Install the postgres-operator chart, which creates a Postgres construct that manages PostgreSQL clusters on Kubernetes. Refer to the Postgres operator documentation for additional information.

Create a custom values.yaml file and define the necessary Kubernetes objects, such as the HAProxy and a service that enables the proxy to discover the Patroni pods.
Deploy the configurations using the Postgres operator Helm chart.

It is optional, but you can create and run a test workload against Terraform Enterprise to measure the resilience of your high availability PostgreSQL cluster.

Requirements

During testing, the following deployment configuration resulted in three successful failover recoveries after five iterations. Refer to Measure failover resilience for additional information.

Load balancer

You must deploy a load balancer between Terraform Enterprise and the PostgreSQL cluster on Patroni. Refer to the requirements for connecting Terraform Enterprise to a PostgreSQL cluster for additional information.
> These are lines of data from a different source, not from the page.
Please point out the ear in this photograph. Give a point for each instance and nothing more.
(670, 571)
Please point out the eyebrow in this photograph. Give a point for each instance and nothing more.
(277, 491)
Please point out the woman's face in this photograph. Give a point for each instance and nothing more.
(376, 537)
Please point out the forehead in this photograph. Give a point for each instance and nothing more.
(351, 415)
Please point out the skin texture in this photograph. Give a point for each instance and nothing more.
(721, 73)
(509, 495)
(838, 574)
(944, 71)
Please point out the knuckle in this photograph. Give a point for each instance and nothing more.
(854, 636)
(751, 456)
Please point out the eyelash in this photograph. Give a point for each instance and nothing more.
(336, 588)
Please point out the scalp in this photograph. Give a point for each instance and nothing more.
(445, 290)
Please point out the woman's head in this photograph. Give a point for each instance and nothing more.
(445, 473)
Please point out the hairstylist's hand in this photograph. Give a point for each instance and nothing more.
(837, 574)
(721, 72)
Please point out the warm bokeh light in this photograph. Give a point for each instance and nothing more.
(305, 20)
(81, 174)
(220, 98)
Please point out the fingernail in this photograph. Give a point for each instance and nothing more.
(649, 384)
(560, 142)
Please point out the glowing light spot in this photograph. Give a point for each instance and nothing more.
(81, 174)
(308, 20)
The scenario described in these instructions uses an HAProxy. For a production deployment of Patroni on Kubernetes, we recommend using the Kubernetes load balancer service. You can configure the load balancer service in the Patroni cluster manifest. Refer to the Patroni documentation for details.

Terraform Enterprise

We tested the scenario described in this topic against the following Terraform Enterprise deployment:

Release v202409-1
active-active operational mode
Deployed to Google Kubernetes Engine (GKE)
Deployed on three nodes
The follow environment variables configured:
- TFE_DATABASE_HOST variable set to an HAProxy load balancer
- TFE_DATABASE_RECONNECT_ENABLED set to true.

Patroni

We tested the scenario described in this topic against the following Patroni deployment:

Deployed with three nodes
Served to Terraform Enterprise through an HAProxy load balancer

Configure Kubernetes objects

Create a values.yaml file to override the default Postgres operator values.

Define cluster resource defaults

The Postgres operator Helm chart contains default values for all Patroni clusters deployed using the operator. Refer to the Zalando Postgres operator values for additional information.

Specify the resources that the Postgres containers should use in the configPostgresPodResources field. The following example configures resource requests, such as CPU and memory limits for the Postgres containers in the pods:

configPostgresPodResources
  # CPU limits for the postgres containers
  default_cpu_limit: "8"
  # CPU request value for the postgres containers
  default_cpu_request: "4"
  # memory limits for the postgres containers
  default_memory_limit: 32Gi
  # memory request value for the postgres containers
  default_memory_request: 16Gi

Define cluster behaviors

Kubernetes allocates resources to the Patroni cluster according to the values you define in the configPostgresPodResources field and starts individual Postgres clusters according to the cluster manifest. The manifest is a custom resource definition (CRD) that defines parameters for each cluster. Refer to the following Postgres operator topics for additional information about the cluster manifest:

The following example manifest specifies the cluster configuration we tested for this scenario:

apiVersion: "acid.zalan.do/v1"
kind: postgresql
metadata:
  name: patroni
  namespace: failover
spec:
  teamId: "terraform-enterprise"
  volume:
    size: 10Gi
  numberOfInstances: 3
  users:
    cluster_admin:  # database owner
    - superuser
    - createdb
    user: []  # role for application foo
  databases:
    db: user  # dbname: owner
  postgresql:
    version: "15"

Discovery service

Define a service that enables the HAProxy to discover the IP addresses of the Patroni pods. The following example uses the Spilo application for discovery. It discovers all Patroni pods and then uses the HAproxy to route to the master:

apiVersion: v1
kind: Service
metadata:
  name: patroni-headless
  namespace: failover
spec:
  clusterIP: None
  selector:
    cluster-name: patroni
    application: spilo    
    # spilo-role   = "master"
  ports:
    - port: 5432
      name: postgresql
    - port: 8008
      name: api

HAProxy

Define an HAProxy that routes traffic to the primary node by setting the /primary Patroni endpoint.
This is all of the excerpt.